2 Using the BigQuery Handler

Learn how to use the Google BigQuery Handler, which streams change data capture data from source trail files into Google BigQuery.

BigQuery is a RESTful web service that enables interactive analysis of massively large datasets working in conjunction with Google Storage, see https://cloud.google.com/bigquery/.

Topics:

2.1 Detailing the Functionality

Topics:

2.1.1 Data Types

The BigQuery Handler supports the standard SQL data types and most of these data types are supported by the BigQuery Handler. A data type conversion from the column value in the trail file to the corresponding Java type representing the BigQuery column type in the BigQuery Handler is required.

The following data types are supported:

STRING
BYTES
INTEGER
FLOAT
NUMERIC
BOOLEAN
TIMESTAMP
DATE
TIME
DATETIME

The BigQuery Handler does not support complex data types, such as ARRAY and STRUCT.

2.1.2 Operation Modes

You can configure the BigQuery Handler in one of these two modes:

auditLogMode = true

When the handler is configured to run with Audit log mode, the data is pushed into Google BigQuery without a unique id and primary key. As a result, Google BigQuery is not able to merge different operations on the same row.

Also, the order in which the audit log is displayed in the BigQuery data set is not deterministic.

To overcome these limitations, you need to specify optype and position in the meta columns template for the handler. This adds two columns of the same names in the schema for the table in Google BigQuery. For example:

gg.handler.bigquery.metaColumnsTemplate = ${optype}, ${position}

The optype is important to determine the operation type for the row in the audit log.

To view the audit log in order of the operations processed in the trail file, specify position which can be used in the ORDER BY clause while querying the table in Google BigQuery. For example:

SELECT * FROM [projectId:datasetId.tableId] ORDER BY position
auditLogMode = false

This causes the handler to write data into Google BigQuery specifying a unique id and primary key for each row. As a result, Google BigQuery is able to merge different operations on the same row.

The trail source needs to have a full image of the records in order to merge correctly.

Google BigQuery processes every operation as an insert for each row. As a result, there is a deleted column added to the schema for the table in this mode of operation. When the handler encounters a delete operation on a row, it inserts the row into Google BigQuery and sets the deleted column to true.

To view data in the BigQuery table like it would ideally be seen in a RDBMS, specify a WHERE deleted = false clause while querying the table in Google BigQuery.

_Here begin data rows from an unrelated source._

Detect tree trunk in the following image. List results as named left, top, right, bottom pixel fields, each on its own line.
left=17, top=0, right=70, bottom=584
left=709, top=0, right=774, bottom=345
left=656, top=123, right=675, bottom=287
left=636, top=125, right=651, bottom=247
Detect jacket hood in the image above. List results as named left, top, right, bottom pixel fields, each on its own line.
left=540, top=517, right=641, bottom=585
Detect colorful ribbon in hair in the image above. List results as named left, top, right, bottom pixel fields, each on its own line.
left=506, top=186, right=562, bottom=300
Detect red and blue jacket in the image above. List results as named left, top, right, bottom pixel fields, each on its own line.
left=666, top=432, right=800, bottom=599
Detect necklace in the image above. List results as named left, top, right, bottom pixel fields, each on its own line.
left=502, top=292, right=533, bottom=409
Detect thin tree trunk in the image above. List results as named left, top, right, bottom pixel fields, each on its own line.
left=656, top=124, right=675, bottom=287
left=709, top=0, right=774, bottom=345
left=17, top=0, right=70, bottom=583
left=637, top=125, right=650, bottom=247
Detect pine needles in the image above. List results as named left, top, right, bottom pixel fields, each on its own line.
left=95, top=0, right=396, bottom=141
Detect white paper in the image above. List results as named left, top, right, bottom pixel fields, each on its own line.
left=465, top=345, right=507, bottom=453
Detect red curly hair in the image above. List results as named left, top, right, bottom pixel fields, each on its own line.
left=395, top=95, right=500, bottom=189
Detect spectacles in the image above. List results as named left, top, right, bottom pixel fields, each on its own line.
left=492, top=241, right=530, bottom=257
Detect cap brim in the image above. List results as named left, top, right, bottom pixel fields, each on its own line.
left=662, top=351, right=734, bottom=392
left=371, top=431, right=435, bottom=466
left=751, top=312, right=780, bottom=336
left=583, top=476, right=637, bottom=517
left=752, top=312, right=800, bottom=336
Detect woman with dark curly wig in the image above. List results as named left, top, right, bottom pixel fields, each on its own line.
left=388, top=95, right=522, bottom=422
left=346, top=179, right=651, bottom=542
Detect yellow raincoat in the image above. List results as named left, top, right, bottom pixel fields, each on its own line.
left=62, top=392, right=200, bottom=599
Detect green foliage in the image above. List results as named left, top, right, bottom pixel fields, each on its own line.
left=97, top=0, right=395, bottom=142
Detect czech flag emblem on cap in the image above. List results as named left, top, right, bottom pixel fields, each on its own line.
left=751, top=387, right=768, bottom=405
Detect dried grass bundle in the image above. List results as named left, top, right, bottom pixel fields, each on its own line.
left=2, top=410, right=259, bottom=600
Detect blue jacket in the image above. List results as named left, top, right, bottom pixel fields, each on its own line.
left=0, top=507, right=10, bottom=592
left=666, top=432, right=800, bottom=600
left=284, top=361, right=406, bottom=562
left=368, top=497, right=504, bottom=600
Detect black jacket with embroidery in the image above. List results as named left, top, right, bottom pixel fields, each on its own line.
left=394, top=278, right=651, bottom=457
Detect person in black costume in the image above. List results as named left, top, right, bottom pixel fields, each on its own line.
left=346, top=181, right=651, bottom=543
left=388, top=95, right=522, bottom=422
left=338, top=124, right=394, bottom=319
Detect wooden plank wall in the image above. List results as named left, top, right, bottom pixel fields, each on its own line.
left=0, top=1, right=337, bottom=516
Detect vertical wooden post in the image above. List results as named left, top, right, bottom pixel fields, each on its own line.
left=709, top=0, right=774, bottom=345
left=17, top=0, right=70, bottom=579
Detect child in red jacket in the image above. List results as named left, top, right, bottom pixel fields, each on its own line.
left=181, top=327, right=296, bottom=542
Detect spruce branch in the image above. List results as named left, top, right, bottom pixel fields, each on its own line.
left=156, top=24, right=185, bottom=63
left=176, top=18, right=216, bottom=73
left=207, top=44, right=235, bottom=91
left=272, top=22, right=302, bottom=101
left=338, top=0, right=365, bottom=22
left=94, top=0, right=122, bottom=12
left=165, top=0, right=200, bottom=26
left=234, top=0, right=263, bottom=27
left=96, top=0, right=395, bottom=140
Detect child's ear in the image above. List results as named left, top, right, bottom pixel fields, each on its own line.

2.1.3 Operation Processing Support

The BigQuery Handler pushes operations to Google BigQuery using synchronous API. Insert, update, and delete operations are processed differently in BigQuery than in a traditional RDBMS.

The following explains how insert, update, and delete operations are interpreted by the handler depending on the mode of operation:

auditLogMode = true
  • insert – Inserts the record with optype as an insert operation in the BigQuery table.

  • update –Inserts the record with optype as an update operation in the BigQuery table.

  • delete – Inserts the record with optype as a delete operation in the BigQuery table.

  • pkUpdate—When pkUpdateHandling property is configured as delete-insert, the handler sends out a delete operation followed by an insert operation. Both these rows have the same position in the BigQuery table, which helps to identify it as a primary key operation and not a separate delete and insert operation.

auditLogMode = false
  • insert – If the row does not already exist in Google BigQuery, then an insert operation is processed as an insert. If the row already exists in Google BigQuery, then an insert operation is processed as an update. The handler sets the deleted column to false.

  • update –If a row does not exist in Google BigQuery, then an update operation is processed as an insert. If the row already exists in Google BigQuery, then an update operation is processed as update. The handler sets the deleted column to false.

  • delete – If the row does not exist in Google BigQuery, then a delete operation has no effect. If the row exists in Google BigQuery, then a delete operation is processed as a delete. The handler sets the deleted column to true.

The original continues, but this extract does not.